Anyway anyway, -where was I? Oh yes, about 11am my waters broke and showed definite signs of meconium in the liquor. Finally, the midwives relented and called the ambulance. I yelled and screamed all the way to the hospital. By the time we arrived I was in so much agony I would honestly have shot myself if someone had given me a gun. The junior midwife/nurse assigned to me was an apallingly unsympathetic and supercilious bitch and  was asked to continue on just gas and air. Intermittently she asked my mum to remove the gas and asked me to stop vocalising ("Now Catherine, just stop making the noise and concentrate on pushing"). I did try. I knew something was wrong. I didn't have the "pressure" feeling in my bottom. I didn't feel like I needed to do a big poo. I started to get extremely panicked. No one was helping me. I was in a hospital, -seconds away from pain relief and they weren't giving it to me.
A doctor arrived and asked for permission to do an examination. I yelled. Forming words was not an option. Brett consented and he shoved his big hands up my screaming vagina. I had to yell at him, begging "please stop!". Brett yelled at him again on my behalf. It was discovered that I was still only 8cm.

Finally, I heard the words I was dying for. I could have an epidural. It was another 2 hrs before I got one. My mum and Brett watched while I screamed in agony, helpless to do anything. The supercilious nurse asked me to "move up the bed please" and to "sit up". I couldn't. I started crying again and the crying/screaming/trying to breathe became a battle. Brett hoisted me up and the anaesthetist administered the epidural quickly and painlessly. It kicked in almost immediately and after all that agony, i could have married that man on the spot!

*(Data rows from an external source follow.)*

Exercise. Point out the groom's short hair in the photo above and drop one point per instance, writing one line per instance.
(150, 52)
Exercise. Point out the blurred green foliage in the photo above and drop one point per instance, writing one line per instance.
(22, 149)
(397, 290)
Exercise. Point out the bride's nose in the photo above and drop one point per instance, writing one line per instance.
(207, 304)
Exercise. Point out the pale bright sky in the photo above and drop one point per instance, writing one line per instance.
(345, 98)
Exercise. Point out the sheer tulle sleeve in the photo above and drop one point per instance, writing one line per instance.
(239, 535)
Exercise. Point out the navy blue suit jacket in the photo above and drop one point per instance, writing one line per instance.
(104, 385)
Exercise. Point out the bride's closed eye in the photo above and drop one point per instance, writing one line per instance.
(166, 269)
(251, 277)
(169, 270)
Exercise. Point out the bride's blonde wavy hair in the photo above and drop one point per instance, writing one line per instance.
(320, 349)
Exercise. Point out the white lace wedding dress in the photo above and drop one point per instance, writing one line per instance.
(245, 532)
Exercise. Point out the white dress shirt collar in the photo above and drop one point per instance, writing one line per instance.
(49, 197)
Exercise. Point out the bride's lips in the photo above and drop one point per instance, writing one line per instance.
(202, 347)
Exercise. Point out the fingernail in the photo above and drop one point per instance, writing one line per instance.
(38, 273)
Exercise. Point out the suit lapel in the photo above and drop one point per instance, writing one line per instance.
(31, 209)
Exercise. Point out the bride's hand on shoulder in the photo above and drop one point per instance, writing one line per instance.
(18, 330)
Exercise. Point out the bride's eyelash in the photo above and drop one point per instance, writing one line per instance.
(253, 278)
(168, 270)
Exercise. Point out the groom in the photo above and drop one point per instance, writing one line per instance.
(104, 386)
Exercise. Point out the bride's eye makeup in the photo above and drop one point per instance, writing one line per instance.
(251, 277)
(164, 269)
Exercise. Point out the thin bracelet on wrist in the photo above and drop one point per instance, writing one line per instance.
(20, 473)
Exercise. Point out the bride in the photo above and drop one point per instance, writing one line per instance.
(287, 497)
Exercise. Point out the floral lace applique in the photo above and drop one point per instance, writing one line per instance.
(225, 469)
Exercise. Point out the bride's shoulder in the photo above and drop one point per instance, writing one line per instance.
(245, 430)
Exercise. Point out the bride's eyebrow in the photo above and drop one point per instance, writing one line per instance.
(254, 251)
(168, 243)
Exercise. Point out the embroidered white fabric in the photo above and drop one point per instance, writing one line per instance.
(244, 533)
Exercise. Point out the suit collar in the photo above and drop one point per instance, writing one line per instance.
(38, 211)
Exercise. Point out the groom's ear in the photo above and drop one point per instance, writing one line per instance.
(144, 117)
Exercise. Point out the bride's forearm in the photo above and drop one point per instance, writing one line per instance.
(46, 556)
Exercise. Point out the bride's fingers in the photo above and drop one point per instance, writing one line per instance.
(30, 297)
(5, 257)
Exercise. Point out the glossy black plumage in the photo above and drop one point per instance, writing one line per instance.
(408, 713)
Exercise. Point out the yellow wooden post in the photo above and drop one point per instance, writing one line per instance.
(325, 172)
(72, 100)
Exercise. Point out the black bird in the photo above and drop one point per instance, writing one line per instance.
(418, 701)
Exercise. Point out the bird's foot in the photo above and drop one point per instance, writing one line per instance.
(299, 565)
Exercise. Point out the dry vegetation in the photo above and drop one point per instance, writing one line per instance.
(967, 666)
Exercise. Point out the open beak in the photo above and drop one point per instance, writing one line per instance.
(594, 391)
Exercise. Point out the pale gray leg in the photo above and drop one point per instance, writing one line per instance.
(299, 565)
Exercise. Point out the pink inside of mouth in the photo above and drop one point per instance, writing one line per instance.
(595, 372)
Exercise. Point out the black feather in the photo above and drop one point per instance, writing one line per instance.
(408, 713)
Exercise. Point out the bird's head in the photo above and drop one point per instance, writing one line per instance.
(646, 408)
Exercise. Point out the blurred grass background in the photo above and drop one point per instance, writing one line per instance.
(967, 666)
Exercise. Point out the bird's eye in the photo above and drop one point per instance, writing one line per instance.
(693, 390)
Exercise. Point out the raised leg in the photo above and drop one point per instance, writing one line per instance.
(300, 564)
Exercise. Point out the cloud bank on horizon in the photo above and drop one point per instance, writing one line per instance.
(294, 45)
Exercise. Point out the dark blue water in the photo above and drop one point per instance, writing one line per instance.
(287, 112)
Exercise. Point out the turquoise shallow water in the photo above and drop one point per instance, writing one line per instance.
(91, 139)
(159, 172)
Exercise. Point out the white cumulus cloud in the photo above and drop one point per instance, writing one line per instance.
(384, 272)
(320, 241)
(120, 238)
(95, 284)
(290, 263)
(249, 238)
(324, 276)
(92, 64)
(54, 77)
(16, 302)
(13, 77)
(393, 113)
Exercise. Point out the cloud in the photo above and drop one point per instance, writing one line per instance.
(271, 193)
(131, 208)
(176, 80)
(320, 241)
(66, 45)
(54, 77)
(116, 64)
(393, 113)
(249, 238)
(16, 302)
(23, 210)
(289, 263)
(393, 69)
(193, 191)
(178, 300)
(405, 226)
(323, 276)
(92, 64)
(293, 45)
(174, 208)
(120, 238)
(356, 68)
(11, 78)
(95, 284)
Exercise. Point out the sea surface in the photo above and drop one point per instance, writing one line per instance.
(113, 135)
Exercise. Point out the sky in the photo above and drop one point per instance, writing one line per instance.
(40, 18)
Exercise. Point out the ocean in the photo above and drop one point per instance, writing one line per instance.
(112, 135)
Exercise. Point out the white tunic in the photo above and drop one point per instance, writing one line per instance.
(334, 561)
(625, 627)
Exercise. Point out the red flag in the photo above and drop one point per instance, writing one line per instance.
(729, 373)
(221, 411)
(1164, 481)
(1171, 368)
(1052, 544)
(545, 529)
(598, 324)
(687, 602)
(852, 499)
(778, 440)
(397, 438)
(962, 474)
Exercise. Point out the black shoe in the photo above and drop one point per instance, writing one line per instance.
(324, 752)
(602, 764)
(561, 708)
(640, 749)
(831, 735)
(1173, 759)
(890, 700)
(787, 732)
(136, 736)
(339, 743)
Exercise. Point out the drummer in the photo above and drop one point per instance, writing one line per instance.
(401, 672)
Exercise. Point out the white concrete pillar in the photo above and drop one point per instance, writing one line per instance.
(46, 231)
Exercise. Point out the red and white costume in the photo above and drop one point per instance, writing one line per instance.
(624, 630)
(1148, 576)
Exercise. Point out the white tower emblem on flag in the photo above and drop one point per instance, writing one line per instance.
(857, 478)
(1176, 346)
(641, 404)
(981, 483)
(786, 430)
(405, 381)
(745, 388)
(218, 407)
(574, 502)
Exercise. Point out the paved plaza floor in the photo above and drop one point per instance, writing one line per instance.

Finally a senior obstetrician arrived and i was able to answer his questions without screaming and yelling. Gabriel's heart rate was dropping dramatically with contractions. Apparently the awful doctor had fitted a head monitor to Gabe's scalp during the vaginal invasion and I was being monitored..who knew? Dr Scott (the lovely and amazingly youthful obstetrican) decided that it was time for theatre. I was wheeled in fairly promptly for an attempted instrumental intervention (forceps/venthouse), and if that didn't work, a c-section. It turned out, that on a much gentler and more skilled examination, Gabriel's head was facing my right hip and was flexed backwards, so the c-section was decided upon. Quite frankly, I had been screaming C-section at them for hours (ANYTHING to stop the pain). I didn't feel a thing except that I couldn't stop shaking or my teeth chattering madly (a side-effect of the anaesthetic). Probably the ONLY bad thing about the c-section was that I only got to see Gabe very briefly over the curtained barricade and then lay weeping watching Brett touching our son and cutting the cord on a Tv screen.

Brett sang 'per la Gloria' very gently to him as the nurses cleaned/weighed etc. I lay chattering and shaking while the anaesthetists commented on Brett's lovely singing voice. I had 1/2 an hour in recovery that I spent aching to hold my son, and then here, to bed 11 maternity ward to wait another hour while they kept Gabe in the Nursery under observation for rapid breathing. Finally, he was wheeled in in his plastic crib and put onto my breast. From zero to MUM in one fell swoop!


As I write, the little one is sleeping soundly, wrapped by an expert midwife (I still haven't figured out the mechanics) and I'm busting to get the hell out of claustrophobic hospital and home with my unbelievably precious little bundle of gorgeousness.